Ser sujetos de la renovación emprendida por el Vaticano II implica en primer lugar una actitud decidida de conversión personal. También
implicará un ejercicio activo de la fraternidad y la comunión en la parte de Iglesia que vivimos, entregándonos al cuidado de ese «cuerpo» al que
es preciso alimentar, curar y dar solidez; pero a un tiempo, abriéndonos a la solidaridad con todas las realidades eclesiales, por lejanas que nos sean en el espacio y en sus problemas específicos.
La renovación pasa hoy por un esfuerzo de diálogo intraeclesial; no un diálogo estratégico, no una búsqueda de consenso, sino un esfuerzo de discernimiento sobre el grado de fidelidad al ser de la Iglesia que tienen los individuos y los grupos. Un discernimiento que no puede ser hecho sin valentía sin referencia a la Escritura tal como ha sido leída en la Iglesia a través de los siglos, sin atención al Espíritu que habla en los signos de los tiempos y en los testigos autorizados que suceden a los Apóstoles en su misión.
Y por último, la renovación reclama una mayor libertad de la Iglesia respecto de sus propios lastres históricos que a veces paralizan y congelan su capacidad profética. Es preciso sacudirse los complejos, sin perjuicio de reconocer el propio pecado.

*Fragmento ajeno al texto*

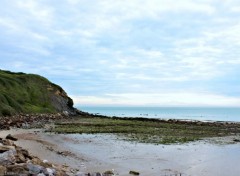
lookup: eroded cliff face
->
[0,70,80,116]
[47,84,78,115]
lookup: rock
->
[129,171,140,175]
[0,150,16,166]
[7,164,28,175]
[46,168,56,176]
[27,164,44,174]
[0,145,15,153]
[2,139,14,146]
[103,170,114,176]
[6,134,18,141]
[16,152,26,163]
[0,165,7,175]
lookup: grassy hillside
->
[0,70,73,116]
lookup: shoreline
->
[0,129,240,176]
[0,113,240,176]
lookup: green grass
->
[0,70,57,116]
[53,117,240,144]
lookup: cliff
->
[0,70,79,116]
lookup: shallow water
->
[78,106,240,121]
[56,134,240,176]
[0,130,240,176]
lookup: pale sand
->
[0,129,240,176]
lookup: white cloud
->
[72,92,240,106]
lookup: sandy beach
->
[0,129,240,176]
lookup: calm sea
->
[78,106,240,121]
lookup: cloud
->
[73,92,240,107]
[0,0,240,106]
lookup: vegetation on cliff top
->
[0,70,73,116]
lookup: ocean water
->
[78,106,240,122]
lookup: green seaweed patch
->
[52,117,240,144]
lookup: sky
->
[0,0,240,107]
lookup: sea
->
[77,106,240,122]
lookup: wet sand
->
[0,129,240,176]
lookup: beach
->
[0,129,240,176]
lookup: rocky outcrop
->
[0,70,79,116]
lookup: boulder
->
[0,145,15,153]
[6,134,18,141]
[7,164,28,175]
[0,150,16,166]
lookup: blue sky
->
[0,0,240,106]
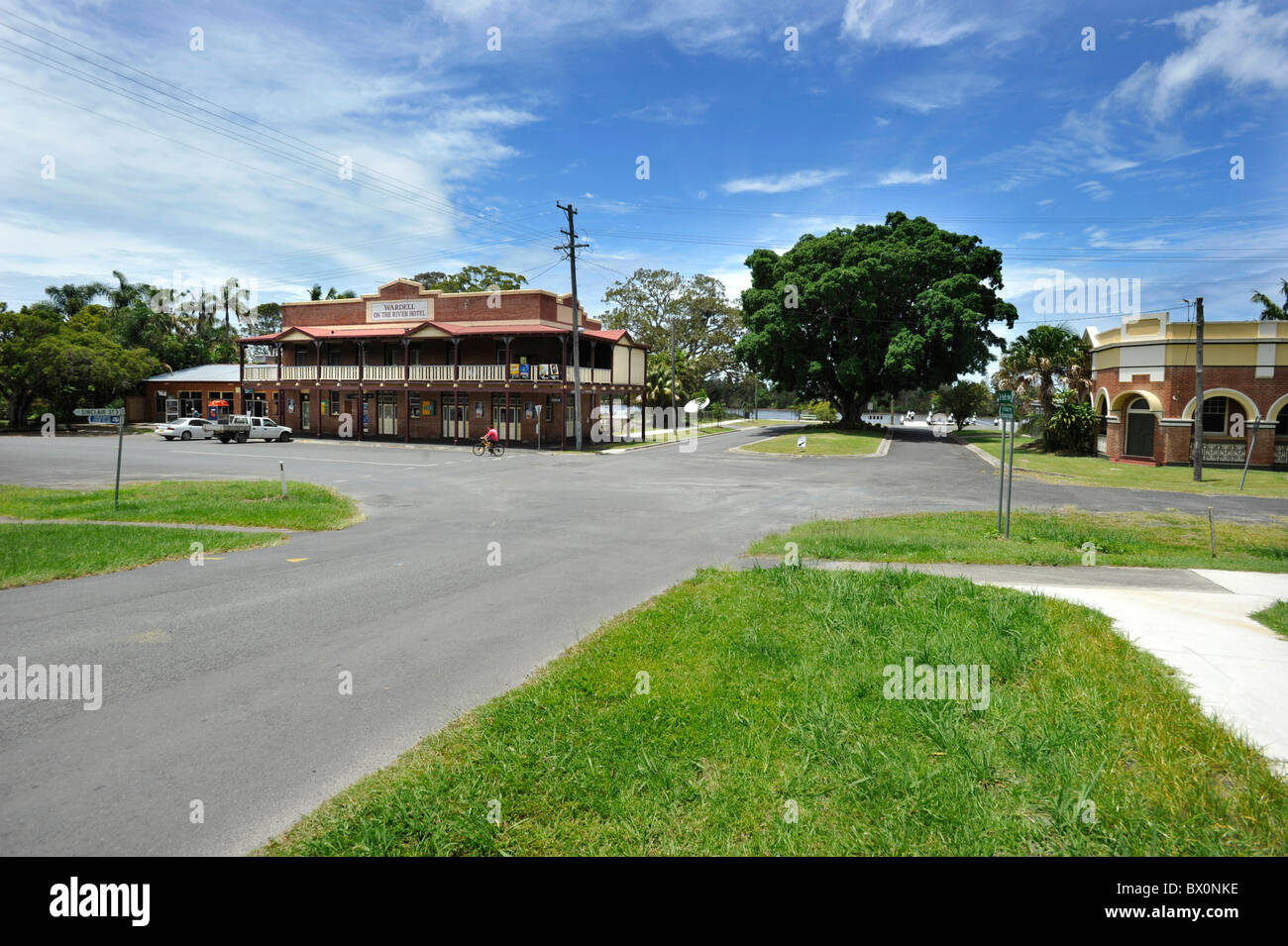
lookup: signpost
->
[73,407,125,508]
[997,391,1015,538]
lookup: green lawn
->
[1252,601,1288,637]
[261,568,1288,856]
[958,430,1288,498]
[0,480,361,530]
[0,523,286,588]
[742,427,885,457]
[750,508,1288,572]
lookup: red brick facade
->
[229,280,647,447]
[1089,314,1288,469]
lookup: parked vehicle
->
[158,417,214,440]
[211,414,292,444]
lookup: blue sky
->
[0,0,1288,358]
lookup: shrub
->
[1044,391,1100,453]
[806,400,836,423]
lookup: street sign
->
[997,391,1015,421]
[73,407,125,508]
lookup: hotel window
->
[179,391,202,417]
[1203,397,1231,434]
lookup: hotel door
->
[492,394,523,440]
[443,394,469,439]
[376,394,398,436]
[1125,397,1155,457]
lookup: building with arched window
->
[1085,311,1288,469]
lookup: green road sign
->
[997,391,1015,421]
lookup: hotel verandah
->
[229,279,647,447]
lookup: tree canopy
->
[600,269,738,386]
[1252,279,1288,322]
[993,326,1091,417]
[412,266,528,292]
[737,212,1017,425]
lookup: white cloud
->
[1077,180,1115,201]
[877,170,932,186]
[841,0,1044,49]
[720,170,846,194]
[1133,0,1288,121]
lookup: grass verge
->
[958,430,1288,498]
[259,569,1288,856]
[0,523,286,588]
[750,508,1288,572]
[1250,601,1288,637]
[0,480,361,530]
[742,427,885,457]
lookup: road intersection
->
[0,429,1288,855]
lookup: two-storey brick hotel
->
[237,279,647,447]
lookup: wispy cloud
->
[877,170,932,186]
[720,170,846,194]
[619,98,711,125]
[1077,180,1115,201]
[841,0,1047,48]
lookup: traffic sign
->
[997,391,1015,421]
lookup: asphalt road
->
[0,429,1288,855]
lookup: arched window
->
[1203,396,1231,434]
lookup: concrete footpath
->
[742,556,1288,776]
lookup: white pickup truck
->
[210,414,291,444]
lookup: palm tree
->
[993,326,1091,417]
[1252,279,1288,322]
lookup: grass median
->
[750,508,1288,572]
[958,430,1288,498]
[261,568,1288,856]
[0,523,286,588]
[0,480,361,530]
[1250,601,1288,637]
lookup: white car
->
[213,414,292,444]
[158,417,211,440]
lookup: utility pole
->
[671,314,680,438]
[1193,296,1203,482]
[555,201,590,451]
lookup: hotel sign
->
[368,298,430,322]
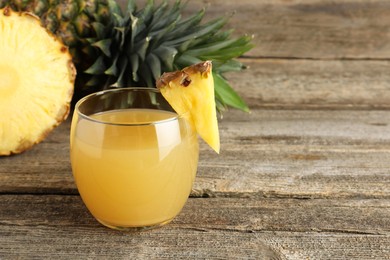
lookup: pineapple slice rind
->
[157,61,220,153]
[0,8,76,155]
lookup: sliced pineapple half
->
[157,61,220,153]
[0,7,76,155]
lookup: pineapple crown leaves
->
[85,0,253,111]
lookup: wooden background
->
[0,0,390,259]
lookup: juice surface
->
[71,109,199,227]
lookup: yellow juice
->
[71,109,199,227]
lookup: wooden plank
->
[226,59,390,109]
[0,110,390,198]
[0,195,390,259]
[129,0,390,59]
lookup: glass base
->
[97,218,173,232]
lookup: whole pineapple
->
[0,0,253,111]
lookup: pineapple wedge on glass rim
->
[156,61,220,153]
[0,7,76,156]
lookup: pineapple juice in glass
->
[70,88,199,230]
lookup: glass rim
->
[74,87,185,126]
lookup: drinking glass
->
[70,88,199,231]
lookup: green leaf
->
[153,45,177,71]
[92,39,112,57]
[146,53,162,81]
[166,17,227,46]
[84,56,106,75]
[213,72,249,112]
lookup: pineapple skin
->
[157,61,220,153]
[0,7,76,156]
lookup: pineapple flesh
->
[0,7,76,155]
[156,61,220,153]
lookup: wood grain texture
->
[0,195,390,259]
[129,0,390,59]
[0,109,390,198]
[230,59,390,109]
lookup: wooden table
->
[0,0,390,259]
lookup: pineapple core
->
[0,7,75,155]
[157,61,220,153]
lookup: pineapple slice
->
[0,7,76,155]
[157,61,220,153]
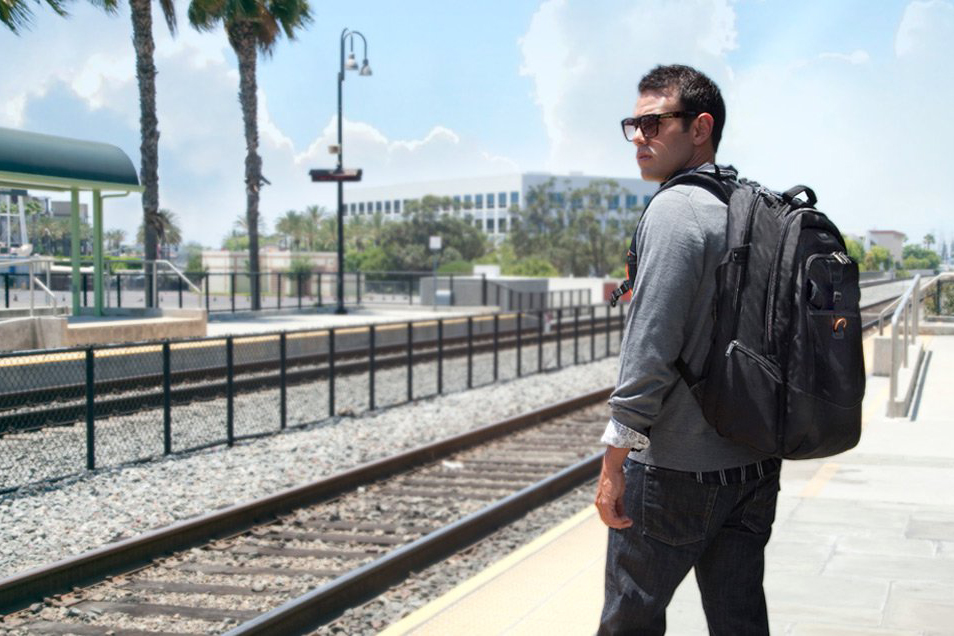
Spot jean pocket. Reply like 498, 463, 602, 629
742, 473, 779, 534
642, 466, 718, 546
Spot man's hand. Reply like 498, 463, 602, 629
596, 446, 633, 530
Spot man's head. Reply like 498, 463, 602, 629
623, 64, 725, 181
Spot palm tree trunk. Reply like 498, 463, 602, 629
228, 22, 262, 310
129, 0, 159, 307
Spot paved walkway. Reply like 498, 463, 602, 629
385, 336, 954, 636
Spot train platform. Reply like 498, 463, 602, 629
383, 336, 954, 636
206, 303, 497, 336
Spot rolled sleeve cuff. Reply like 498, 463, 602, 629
600, 420, 649, 451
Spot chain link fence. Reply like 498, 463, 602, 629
0, 305, 624, 492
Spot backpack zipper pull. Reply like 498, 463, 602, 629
725, 340, 739, 358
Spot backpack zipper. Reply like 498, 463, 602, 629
725, 340, 782, 384
765, 208, 802, 351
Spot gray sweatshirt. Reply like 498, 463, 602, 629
602, 185, 768, 471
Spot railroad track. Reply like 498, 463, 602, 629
0, 388, 611, 636
0, 312, 620, 435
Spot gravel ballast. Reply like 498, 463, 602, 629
0, 357, 616, 576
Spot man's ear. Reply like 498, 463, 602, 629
692, 113, 715, 146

El Sínodo extraordinario convocado por el Papa, será un hito más en el camino emprendido e irreversible de la auténtica renovación: aquella que
no procederá de la infiltración de las ideologías o el consenso fácil con el mundo, sino del encuentro pleno con nuestras propias raíces y con
nuestra verdadera identidad cristiana.